Although that case is in the rearview mirror, the world’s largest cryptocurrency exchange could still have a rocky road ahead of it in Asia.
For example, the Philippines’ Securities and Exchange Commission (SEC) announced Tuesday (Nov. 28) that it is blocking access to Binance, arguing that its operator was not a registered corporation in the Philippines authorized to sell or offer securities.
Failure to comply, a notice said, could lead to a fine of 5 million pesos (about $90,000) and 21 years in prison.
Meanwhile, Binance is facing a test in Thailand, where its guilty plea in the U.S. has cast a pall on its plan to launch a new trading operation with Sarath Ratanavadi’s Gulf Energy Development, Bloomberg reported Wednesday (Nov. 29).
Sarath said, per Bloomberg, that Binance wasn’t accused of crimes such as fraud or the misuse of customer money in the U.S. settlement, and that he was confident in the crypto company’s product offering, systems and security.
“Binance grew extremely fast and so probably crossed paths with some regulations,” he said. “We have much more confidence in its credibility after this storm, which should make it a lot stronger.”
Sarath said he picked Binance due to its market-leading position. He added that Thailand’s own SEC is “very strict” and asked several questions, including about Binance, before granting its approvals, the report said.

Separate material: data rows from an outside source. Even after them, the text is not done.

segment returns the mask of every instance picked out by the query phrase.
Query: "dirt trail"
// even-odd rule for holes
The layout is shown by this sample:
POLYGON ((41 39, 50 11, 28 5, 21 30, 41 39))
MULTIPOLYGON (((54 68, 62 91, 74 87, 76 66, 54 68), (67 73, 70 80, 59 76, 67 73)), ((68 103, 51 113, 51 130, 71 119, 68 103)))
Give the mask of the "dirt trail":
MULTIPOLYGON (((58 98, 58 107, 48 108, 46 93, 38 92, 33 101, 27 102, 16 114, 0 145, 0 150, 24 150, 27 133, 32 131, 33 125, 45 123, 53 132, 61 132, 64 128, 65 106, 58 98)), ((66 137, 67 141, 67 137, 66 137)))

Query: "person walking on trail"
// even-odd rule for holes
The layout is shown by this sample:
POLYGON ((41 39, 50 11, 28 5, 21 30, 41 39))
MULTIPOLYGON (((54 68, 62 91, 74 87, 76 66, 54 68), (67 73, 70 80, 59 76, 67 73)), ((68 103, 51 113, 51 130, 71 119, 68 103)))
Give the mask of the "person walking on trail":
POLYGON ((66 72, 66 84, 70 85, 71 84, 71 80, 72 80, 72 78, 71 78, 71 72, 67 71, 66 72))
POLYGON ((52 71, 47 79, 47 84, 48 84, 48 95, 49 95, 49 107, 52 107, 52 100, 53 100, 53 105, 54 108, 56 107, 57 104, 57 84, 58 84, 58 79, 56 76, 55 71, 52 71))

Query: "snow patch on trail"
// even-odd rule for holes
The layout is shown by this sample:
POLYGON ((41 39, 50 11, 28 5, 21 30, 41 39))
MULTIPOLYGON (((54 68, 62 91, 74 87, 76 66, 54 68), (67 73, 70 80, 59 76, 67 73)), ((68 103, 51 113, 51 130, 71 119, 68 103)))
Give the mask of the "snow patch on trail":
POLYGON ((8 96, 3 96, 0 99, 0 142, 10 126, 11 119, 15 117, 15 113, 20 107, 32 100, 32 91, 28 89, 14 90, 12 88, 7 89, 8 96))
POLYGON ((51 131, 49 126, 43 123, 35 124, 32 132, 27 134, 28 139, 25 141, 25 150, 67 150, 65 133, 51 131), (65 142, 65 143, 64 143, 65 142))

Binance agreed to pay its fine and plead guilty last week to resolve ongoing DOJ investigations into its business failures connected to the Bank Secrecy Act (BSA), its failure to register as a money transmitting business, and other financial and regulatory violations.
In addition, Binance founder and CEO Changpeng Zhao pleaded guilty to failing to maintain an effective anti-money laundering (AML) program and stepped down from the company.
Although he has been allowed to retain his majority ownership of Binance — despite being barred from returning to a role at the exchange for at least three years — he was this week given a new restriction: being forbidden to leave the U.S. before sentencing.
U.S. District Judge Richard Jones in Seattle on Monday (Nov. 27) overturned an earlier decision that would have allowed Zhao to return to the United Arab Emirates following his plea.
Federal prosecutors had argued against allowing Zhao to leave the country, saying his assets, ties to the UAE and the absence of an extradition agreement between the U.S. and the UAE could allow him to escape sentencing.